I was six months into my first development job when I realized I had no idea what Big O notation was. Or why it mattered.
I thought I could just Google everything. Turns out, you can't Google your way through algorithmic thinking.
The uncomfortable truth? You can be a decent developer without understanding CS fundamentals. You'll be a great developer if you do.
Big O Notation - It's Not Scary
Big O just answers: as my data grows, how does my performance change?
- O(1) - Same speed no matter what (accessing an array by index)
- O(n) - Slower as data grows (looping through all items)
- O(n²) - Gets slow really fast (nested loops)
- O(log n) - Logarithmic, very efficient (binary search)
Real example: I built a search that looped through all users and their posts. O(n²). With 10,000 users? Timeout.
Changed it to use a database index. Same logic. O(log n). Instant.
Why this matters: Understanding this helps you spot when code will crawl as data grows.
Arrays. Hash tables. Linked lists. Trees. Graphs.
Each has different trade-offs:
- Arrays - fast access by index, slow insertion in the middle
- Hash tables - lightning fast lookup by key
- Trees - great for hierarchical data and searching
- Graphs - perfect for relationships
I spent an hour optimizing code that was just using the wrong data structure. Switched to a Set for lookups instead of an Array.
10x faster. One line changed.
Why this matters: Right data structure = faster, cleaner code.
Sorting and Searching - Understand the Patterns
You probably never write a sorting algorithm from scratch. But understanding how they work helps you know when to use what.
- Binary search - super fast on sorted data
- Merge sort - consistent, fast
- Quick sort - usually the fastest
When your database returns results in the wrong order, or search is slow, understanding these concepts helps you fix it.
Recursion - It Clicks Eventually
Recursion scared me for a long time. Then it clicked, and I realized it's just a function calling itself with a stopping condition.
function factorial(n) {
if (n === 1) return 1; // STOP HERE
return n * factorial(n - 1); // RECURSE
}
Tree traversal. File system navigation. JSON parsing. Tons of real uses.
Why this matters: When you encounter a naturally recursive problem, you'll know it.
Time vs Space - The Trade-Off
Every algorithm trades speed for memory.
Make something faster by storing results (caching). Make it use less memory by computing each time.
Understanding this trade-off helps you make better decisions:
- Do I cache this computation?
- Do I store this data?
- What's the right balance?
Databases and Query Optimization
This is huge in real work.
Concepts like:
- Indexes - make queries fast (but slow down writes)

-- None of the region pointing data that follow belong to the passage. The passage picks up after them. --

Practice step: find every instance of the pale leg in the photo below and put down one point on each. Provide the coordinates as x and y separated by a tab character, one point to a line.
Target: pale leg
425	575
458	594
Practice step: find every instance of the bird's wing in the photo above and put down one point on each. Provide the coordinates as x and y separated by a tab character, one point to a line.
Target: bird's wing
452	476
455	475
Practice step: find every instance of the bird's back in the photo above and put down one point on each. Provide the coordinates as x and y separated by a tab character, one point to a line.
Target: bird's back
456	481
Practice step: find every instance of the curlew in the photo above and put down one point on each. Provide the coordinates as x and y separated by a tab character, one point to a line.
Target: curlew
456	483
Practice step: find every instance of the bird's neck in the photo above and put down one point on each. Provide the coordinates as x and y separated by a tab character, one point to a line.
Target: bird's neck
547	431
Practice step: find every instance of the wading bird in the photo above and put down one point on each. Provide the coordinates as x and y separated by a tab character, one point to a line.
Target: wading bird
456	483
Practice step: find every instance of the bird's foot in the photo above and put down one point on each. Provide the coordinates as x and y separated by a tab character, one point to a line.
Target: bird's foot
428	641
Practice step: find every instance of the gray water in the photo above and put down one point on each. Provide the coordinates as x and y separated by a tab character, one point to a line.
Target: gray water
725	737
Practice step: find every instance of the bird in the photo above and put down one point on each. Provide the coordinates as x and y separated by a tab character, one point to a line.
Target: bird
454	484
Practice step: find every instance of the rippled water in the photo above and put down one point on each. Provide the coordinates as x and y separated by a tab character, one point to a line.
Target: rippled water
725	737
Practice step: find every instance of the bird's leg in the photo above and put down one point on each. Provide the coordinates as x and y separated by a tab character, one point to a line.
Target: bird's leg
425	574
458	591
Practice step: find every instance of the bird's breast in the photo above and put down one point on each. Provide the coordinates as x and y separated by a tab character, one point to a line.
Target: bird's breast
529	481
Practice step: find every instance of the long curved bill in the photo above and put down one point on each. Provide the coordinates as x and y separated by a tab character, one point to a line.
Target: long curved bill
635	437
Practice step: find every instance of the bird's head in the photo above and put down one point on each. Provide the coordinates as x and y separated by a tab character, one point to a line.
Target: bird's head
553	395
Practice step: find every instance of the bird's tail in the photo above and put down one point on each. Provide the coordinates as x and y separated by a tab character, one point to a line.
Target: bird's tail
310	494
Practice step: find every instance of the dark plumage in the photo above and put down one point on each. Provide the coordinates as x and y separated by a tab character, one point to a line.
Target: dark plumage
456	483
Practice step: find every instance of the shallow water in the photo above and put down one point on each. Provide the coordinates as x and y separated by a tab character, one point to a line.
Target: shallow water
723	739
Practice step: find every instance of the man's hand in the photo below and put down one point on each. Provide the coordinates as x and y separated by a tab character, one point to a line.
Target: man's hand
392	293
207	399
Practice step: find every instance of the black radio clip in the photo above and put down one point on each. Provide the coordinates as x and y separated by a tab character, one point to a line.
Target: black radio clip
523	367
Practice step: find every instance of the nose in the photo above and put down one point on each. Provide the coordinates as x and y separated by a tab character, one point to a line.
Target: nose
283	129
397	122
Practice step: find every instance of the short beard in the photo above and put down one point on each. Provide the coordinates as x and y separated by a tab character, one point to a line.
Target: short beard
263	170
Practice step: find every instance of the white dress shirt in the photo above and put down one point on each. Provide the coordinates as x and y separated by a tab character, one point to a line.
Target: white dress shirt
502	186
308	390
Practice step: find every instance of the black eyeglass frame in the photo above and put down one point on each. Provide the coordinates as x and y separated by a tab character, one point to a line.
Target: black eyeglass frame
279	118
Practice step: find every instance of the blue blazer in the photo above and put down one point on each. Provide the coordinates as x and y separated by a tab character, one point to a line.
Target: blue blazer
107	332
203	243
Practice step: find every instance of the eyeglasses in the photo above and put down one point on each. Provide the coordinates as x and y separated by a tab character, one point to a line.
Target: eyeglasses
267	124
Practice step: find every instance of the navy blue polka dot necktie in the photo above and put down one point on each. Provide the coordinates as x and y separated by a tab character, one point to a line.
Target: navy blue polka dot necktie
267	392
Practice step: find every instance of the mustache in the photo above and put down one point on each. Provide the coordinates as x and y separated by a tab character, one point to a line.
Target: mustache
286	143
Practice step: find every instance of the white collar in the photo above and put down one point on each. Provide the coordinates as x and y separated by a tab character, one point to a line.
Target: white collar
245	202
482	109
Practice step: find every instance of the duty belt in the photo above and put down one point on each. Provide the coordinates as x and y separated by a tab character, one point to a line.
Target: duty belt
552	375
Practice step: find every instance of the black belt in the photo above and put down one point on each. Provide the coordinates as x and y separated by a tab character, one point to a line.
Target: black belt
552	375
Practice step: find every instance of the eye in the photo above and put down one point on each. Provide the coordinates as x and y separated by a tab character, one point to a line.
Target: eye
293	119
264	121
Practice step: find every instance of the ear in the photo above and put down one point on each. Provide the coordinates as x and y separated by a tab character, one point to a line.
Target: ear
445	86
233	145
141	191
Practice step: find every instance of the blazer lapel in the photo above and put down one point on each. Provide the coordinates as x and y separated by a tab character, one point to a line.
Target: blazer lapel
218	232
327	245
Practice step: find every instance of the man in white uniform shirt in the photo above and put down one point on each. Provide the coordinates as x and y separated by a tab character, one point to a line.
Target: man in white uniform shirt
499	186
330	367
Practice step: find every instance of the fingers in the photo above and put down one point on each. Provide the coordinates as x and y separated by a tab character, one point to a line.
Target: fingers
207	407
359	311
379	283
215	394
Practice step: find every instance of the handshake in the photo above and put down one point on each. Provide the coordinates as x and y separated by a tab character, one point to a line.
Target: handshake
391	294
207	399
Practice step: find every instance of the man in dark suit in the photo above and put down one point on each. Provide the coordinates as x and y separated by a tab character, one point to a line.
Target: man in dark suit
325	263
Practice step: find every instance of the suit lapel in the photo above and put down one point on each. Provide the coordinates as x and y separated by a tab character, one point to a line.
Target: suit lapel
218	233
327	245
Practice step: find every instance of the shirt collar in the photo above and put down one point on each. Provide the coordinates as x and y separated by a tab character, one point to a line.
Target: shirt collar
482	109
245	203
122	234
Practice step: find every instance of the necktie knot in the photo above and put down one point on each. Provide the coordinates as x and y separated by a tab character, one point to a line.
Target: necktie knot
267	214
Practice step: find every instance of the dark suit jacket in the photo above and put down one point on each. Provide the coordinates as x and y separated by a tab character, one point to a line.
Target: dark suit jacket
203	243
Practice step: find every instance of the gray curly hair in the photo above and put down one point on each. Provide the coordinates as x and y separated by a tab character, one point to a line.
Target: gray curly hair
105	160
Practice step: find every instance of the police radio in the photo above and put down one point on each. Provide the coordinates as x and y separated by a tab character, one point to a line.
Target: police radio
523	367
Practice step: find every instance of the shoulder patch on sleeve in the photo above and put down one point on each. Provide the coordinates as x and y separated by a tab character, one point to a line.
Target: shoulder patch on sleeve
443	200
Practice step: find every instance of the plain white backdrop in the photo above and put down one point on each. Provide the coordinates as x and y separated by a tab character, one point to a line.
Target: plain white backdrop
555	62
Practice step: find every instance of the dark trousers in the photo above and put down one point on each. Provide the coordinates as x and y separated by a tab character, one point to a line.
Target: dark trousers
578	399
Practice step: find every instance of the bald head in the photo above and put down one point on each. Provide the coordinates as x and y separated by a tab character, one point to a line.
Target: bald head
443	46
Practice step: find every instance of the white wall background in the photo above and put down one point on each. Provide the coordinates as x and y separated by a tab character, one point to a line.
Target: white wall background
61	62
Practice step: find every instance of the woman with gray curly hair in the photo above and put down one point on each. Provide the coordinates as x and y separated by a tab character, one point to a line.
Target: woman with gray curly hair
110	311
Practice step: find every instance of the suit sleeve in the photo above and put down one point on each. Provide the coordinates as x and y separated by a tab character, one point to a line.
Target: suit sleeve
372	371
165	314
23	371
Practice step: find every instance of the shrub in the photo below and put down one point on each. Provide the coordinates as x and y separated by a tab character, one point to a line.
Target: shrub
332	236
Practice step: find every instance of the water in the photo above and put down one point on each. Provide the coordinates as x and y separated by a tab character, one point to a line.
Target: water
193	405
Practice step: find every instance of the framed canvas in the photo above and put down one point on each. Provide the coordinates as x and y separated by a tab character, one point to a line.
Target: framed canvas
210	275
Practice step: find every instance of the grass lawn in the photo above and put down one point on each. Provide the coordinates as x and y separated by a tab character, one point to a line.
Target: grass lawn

- JOINs - combine data efficiently
- Normalization - avoid storing redundant data
I spent a whole day debugging why a report was slow. It was a missing index. One line. Done.
Most performance issues in real apps come from database queries, not code.
Caching - The Art of Invalidation
Caching is storing results so you don't recompute them. Types:
- Browser cache - static files
- Memory cache - computed results in Redis
- Database cache - query results
- HTTP cache - response caching
The trick? Invalidation. When data changes, you invalidate the cache.
This is how big sites stay fast.
Concurrency and Parallelism - Different Things
- Concurrency - switching between tasks (like browser tabs)
- Parallelism - actually doing things simultaneously (multi-core)
JavaScript is single-threaded, so it's concurrent (event loop), not parallel.
Understanding this helps you write code that doesn't block.
CAP Theorem - You Can't Have It All
In distributed systems, you can have two of three:
- Consistency - all nodes have same data
- Availability - system always responds
- Partition tolerance - works even if connections fail
Netflix chose Availability and Partition Tolerance. You might eventually see stale data, but Netflix stays up.
This understanding helps you design realistic systems.
Networking Basics
- TCP/IP - how computers talk
- HTTP/HTTPS - how the web works
- DNS - domain names to IP addresses
- Latency - how long requests take
I had a frontend making 100 API calls in sequence. Changed it to parallel. Load time dropped from 20 seconds to 2 seconds.
Understanding networks helped me spot the issue.
How I Actually Learned This
- Books: "Cracking the Coding Interview" is practical, not theory
- LeetCode: Kind of fun once you get into it
- Real projects: Build something, notice it's slow, figure out why
You don't need a CS PhD. But understanding fundamentals makes everything better.
These aren't abstract. They're practical tools that solve real problems. Every performance issue I've debugged came down to one of these concepts.
The developers who look like magicians? They're just using the right tools.